The Two Torontos

Toronto is one of the most unique places out there. It’s the most diverse city in the world and its cultural influence is growing [1].

Alex Danco had one of the most interesting takes on Toronto that I’ve heard. A native of the city himself, he tells the contrasting story of two Torontos: The wealthy, hollow inner city and the diverse, soulful suburbs.

Check out his conversation with David Perell on the North Star Podcast and his newsletter for a summary of the full episode.

You can see this effect clearly in Toronto and its surrounding suburbs. There are really two Torontos. There’s the Inner City, which is dense and rich, and embodies the first stereotype you’ve probably heard about Toronto (that it’s a giant real estate bubble.) Then there’s the Outer City, which is the more interesting part.

The outer city of Toronto - Scarborough, Northern Etobicoke, North York, plus the surrounding cities like Mississauga and Pickering - is where you’ll see how Toronto is the most diverse city in the world. It’s young: there are kids everywhere, and you get an unshakeable sense that they are the future. It’s also an environment originally built around the car, although many current residents don’t have one. So there’s an aspirational romanticism around the freedom of driving that’s straight out of 50s Americana, although you’d never mistake it for a Normal Rockwell painting.

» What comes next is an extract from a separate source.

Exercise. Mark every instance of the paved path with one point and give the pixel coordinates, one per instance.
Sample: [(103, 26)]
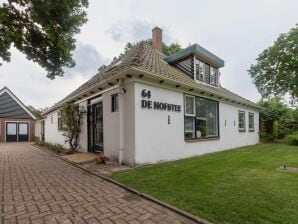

The Toronto Sound” expresses this landscape really well. It’s a different branch of hip hop and R&B compared to American artists, best exemplified in the sound and aesthetic of two record labels: OVO (Drake) and XO (The Weeknd). It’s slow, moody music that’s crafted to sound good while driving. In the podcast, I share my belief that the most important aesthetic inspiration in Toronto culture - even more important than the Raptors - is the 401, the massive highway that spans the outer city.

Toronto is a city that has a hard time telling its story, mostly because it’s such a young city, and still growing up. A third of the new immigrants to Canada come here, and the average Toronto experience”, if there is such a thing, is distinctly inner-suburban: oriented around distance and sprawl, as before, but hardly homogenous or middle-class. The best place to experience it is at a suburban strip mall: surrounded by windswept concrete and utterly unfriendly, but filled with dozens of family businesses and hundreds of people from every possible background, making up a complete community that you’d never find in the Jane Jacobs-branded downtown neighbourhoods. It’s hard to describe. You should just go.


[1] At the time I’m writing this the top 3 most streamed artists worldwide are from the Toronto area (Drake, The Weeknd, and Justin Bieber respectively).